There was nothing so _very_ remarkable in that; nor did *Alice* think it
so _very_ much out of the way

# run another query
> sift query gutenberg
Results for: gutenberg
=== books/wonderland.html (2019-03-01 03:55:09 UTC) ===
 it, give it away or
    re-use it under the terms of the Project *Gutenberg* License included...

    Language: English

    Character set encoding: UTF-8

    *** START OF THIS PROJECT *GUTENBERG* EBOOK

=== books/frankenstein.epub (2019-03-01 03:16:41 UTC) ===
 it away or
re-use it under the terms of the Project *Gutenberg* License included
with this eBook...: English
*** START OF THIS PROJECT *GUTENBERG* EBOOK FRANKENSTEIN ***
Produced by Judith Boss

# one more query
> sift query library wonder
Results for: library wonder
=== books/wonderland.html (2019-03-01 03:55:09 UTC) ===
, or she fell very slowly, for she had
plenty of time as she went down to look about her and to *wonder*... *wonder* how
many miles I’ve fallen by this time?’ she said aloud. ‘I must be getting
somewhere near... it was good practice to say it
over) ‘—yes, that’s about the right distance—but then I *wonder* what

=== books/frankenstein.epub (2019-03-01 03:16:41 UTC) ===
’ *library*. My education was neglected, yet I was
passionately fond of reading. These volumes were my....

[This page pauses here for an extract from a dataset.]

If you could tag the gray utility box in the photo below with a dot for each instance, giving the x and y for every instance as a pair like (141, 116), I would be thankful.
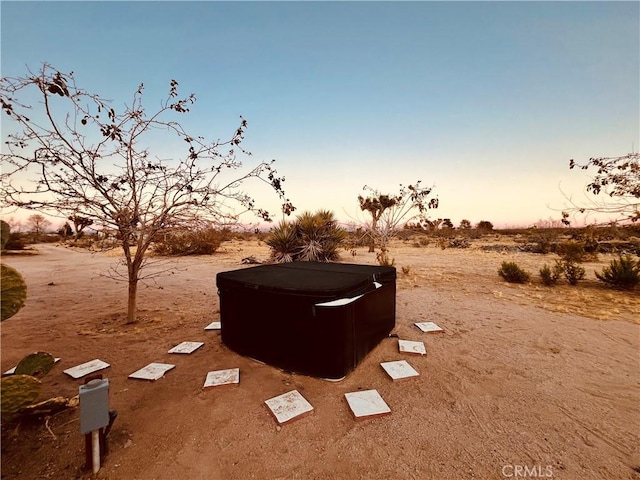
(94, 405)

This appearance excited our unqualified *wonder*. We were, as we believed,
many hundred miles from any land....

The peasant woman, perceiving that my mother fixed eyes of *wonder* and
admiration on this lovely

=== pandoc_manual.tex (2019-03-01 03:16:37 UTC) ===
pandoc [_options_] [_input-file_]…

Pandoc is a Haskell *library* for converting from one markup format to
another, and a command-line tool that uses this *library*.

Pandoc can convert between numerous... output. The _URL_ is
    the base URL for the KaTeX *library*. That directory should contain

Alternative tools

  • rga, an extension of ripgrep that searches many file types

Develop

Close the repo, then run docker build -t sift . to build and run tests.

Advanced use

You can avoid the shell script and just run a docker container directly yourself:

# same as the shell script
docker run --rm -t -v "$(pwd):/data" maximz/sift:latest sift -h

# similar but mount files in read-only mode
mkdir -p .siftindex
docker run --rm -t -v "$(pwd):/data:ro" -v "$(pwd)/.siftindex:/data/.siftindex" maximz/sift:latest sift -h

Todos

  • Extend search cli to support date range queries.
  • Build .siftignore to disable indexing for certain file types.
  • Error handling for file import. don't pass-through the failed imports to new index state
  • Shorter fragments for highlighting
  • Add importers for more file types.